The governments and pharmaceutical companies have a responsibility as well when it come to new breakthroughs on mastitis prevention and treatment; the European legislator for instance doesn’t stimulate the use of new products and/or new methods. The industry is therefore hesitant to commit itself to investing in costly innovative projects.
As an example De Vliegher mentions the bacterial flora on the teat apices. “On the teats’ surface, there is an abundance of bacteria. Just like in the intestinal flora it is a mix of good and bad bacteria.” De Vliegher sees possibilities in stimulating the good ones to grow so the bad ones will be pushed out. “In my opinion, an opportunity exists in that area to make a leap in udder health.” Unfortunately the legislators are still hesitant to stimulate these types of innovative solutions, however they do take every opportunity to bring up the topic of reducing the use of antibiotics.
In the opinion of mastitis expert De Vliegher, the search for real innovations must include at least four targets: newer / better vaccines, new treatments that affect and regulate the immune system, better understanding of the flora of the teat and interactions in the mammary gland and faster and better detection methods.
“In terms of vaccination; there is a product on the market today, for Staphylococcus aureus, coagulase-negative Staphylococcus (CNS) and Escherichia coli and that’s really good news. The dairy industry is waiting for scientific publications but the first results look promising. That said, it is very difficult to create immunity against the pathogens in the udder. It appears that the pathogens evolve as well.”

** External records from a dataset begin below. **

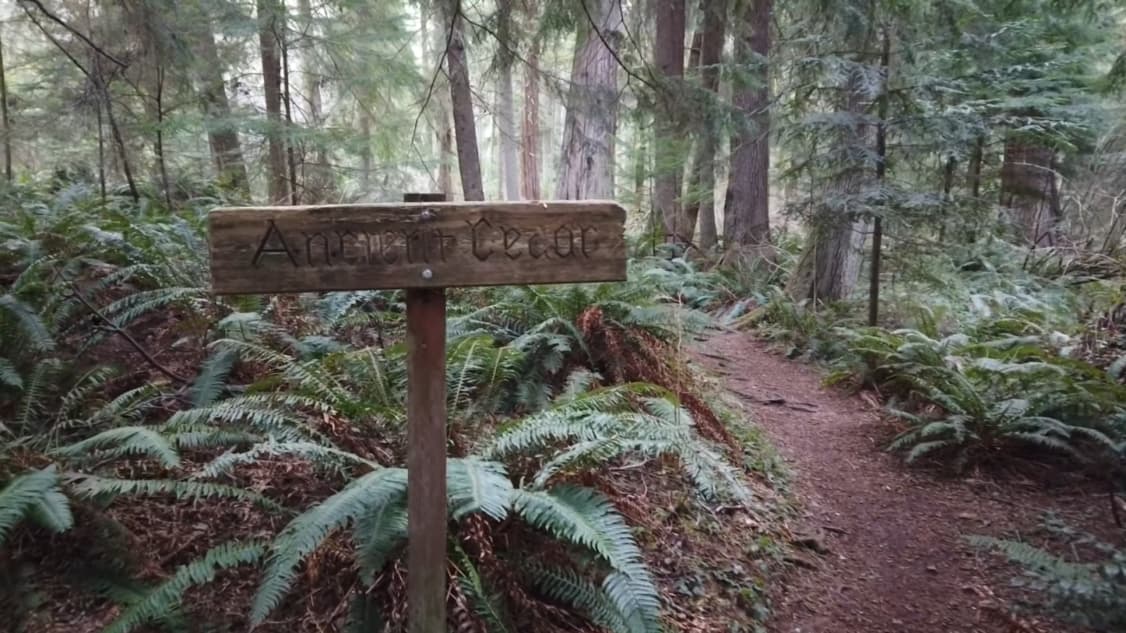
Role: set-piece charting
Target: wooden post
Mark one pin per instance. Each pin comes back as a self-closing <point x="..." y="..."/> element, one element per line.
<point x="426" y="453"/>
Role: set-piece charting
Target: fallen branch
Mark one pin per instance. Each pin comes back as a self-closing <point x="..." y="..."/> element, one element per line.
<point x="121" y="331"/>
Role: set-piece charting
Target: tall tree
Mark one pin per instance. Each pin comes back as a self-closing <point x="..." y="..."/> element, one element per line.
<point x="747" y="213"/>
<point x="529" y="126"/>
<point x="506" y="116"/>
<point x="587" y="157"/>
<point x="1030" y="190"/>
<point x="829" y="266"/>
<point x="702" y="185"/>
<point x="468" y="160"/>
<point x="669" y="58"/>
<point x="270" y="29"/>
<point x="5" y="122"/>
<point x="222" y="131"/>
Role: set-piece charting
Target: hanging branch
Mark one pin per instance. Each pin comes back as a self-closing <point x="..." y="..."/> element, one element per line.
<point x="119" y="331"/>
<point x="70" y="29"/>
<point x="103" y="90"/>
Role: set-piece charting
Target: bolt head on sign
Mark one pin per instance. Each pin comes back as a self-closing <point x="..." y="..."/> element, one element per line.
<point x="295" y="249"/>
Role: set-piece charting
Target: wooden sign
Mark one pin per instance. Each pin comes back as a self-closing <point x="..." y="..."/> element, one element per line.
<point x="422" y="246"/>
<point x="414" y="244"/>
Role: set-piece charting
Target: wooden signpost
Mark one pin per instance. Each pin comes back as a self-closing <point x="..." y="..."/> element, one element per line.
<point x="422" y="246"/>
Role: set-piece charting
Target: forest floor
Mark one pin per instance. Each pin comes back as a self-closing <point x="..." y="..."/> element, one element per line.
<point x="884" y="547"/>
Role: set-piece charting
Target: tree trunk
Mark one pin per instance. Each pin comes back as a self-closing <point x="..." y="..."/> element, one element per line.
<point x="1029" y="190"/>
<point x="508" y="133"/>
<point x="669" y="58"/>
<point x="587" y="155"/>
<point x="315" y="178"/>
<point x="702" y="187"/>
<point x="222" y="135"/>
<point x="270" y="23"/>
<point x="159" y="146"/>
<point x="468" y="160"/>
<point x="877" y="225"/>
<point x="3" y="118"/>
<point x="365" y="152"/>
<point x="975" y="168"/>
<point x="829" y="267"/>
<point x="747" y="213"/>
<point x="435" y="39"/>
<point x="287" y="100"/>
<point x="529" y="127"/>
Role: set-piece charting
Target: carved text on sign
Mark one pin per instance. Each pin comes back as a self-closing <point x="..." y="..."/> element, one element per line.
<point x="414" y="244"/>
<point x="481" y="238"/>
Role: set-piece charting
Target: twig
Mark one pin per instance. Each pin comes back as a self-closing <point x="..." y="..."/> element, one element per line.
<point x="74" y="32"/>
<point x="118" y="330"/>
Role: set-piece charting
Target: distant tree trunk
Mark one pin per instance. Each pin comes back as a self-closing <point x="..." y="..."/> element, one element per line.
<point x="435" y="39"/>
<point x="468" y="160"/>
<point x="3" y="118"/>
<point x="101" y="154"/>
<point x="159" y="146"/>
<point x="115" y="131"/>
<point x="508" y="145"/>
<point x="365" y="151"/>
<point x="702" y="185"/>
<point x="222" y="135"/>
<point x="1029" y="190"/>
<point x="747" y="212"/>
<point x="829" y="267"/>
<point x="975" y="167"/>
<point x="287" y="100"/>
<point x="877" y="225"/>
<point x="270" y="20"/>
<point x="587" y="157"/>
<point x="529" y="127"/>
<point x="669" y="58"/>
<point x="315" y="178"/>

De Vliegher notices increasing pressure caused by Streptococcus uberis on the farms, and that is seen in many countries. It has to do with a lower level of hygiene on growing farms. “That’s why it is really important to get a good vaccine on the market. But it still is a huge challenge.”
Detection of mastitis
Reliable automatic detection of mastitis is needed as well, especially on automatic milking systems. A large portion of the cows with clinical mastitis are detected at a late stage. Therefor technical innovations are needed with new sensors or bio-markers. Research should deliver new practical and reliable detection methods, says De Vliegher. All in all, there are plenty of changes left for years to come. When it comes down to working with the farmers and farm managers, the biggest question remains how to get the existing knowledge to them in an efficient way.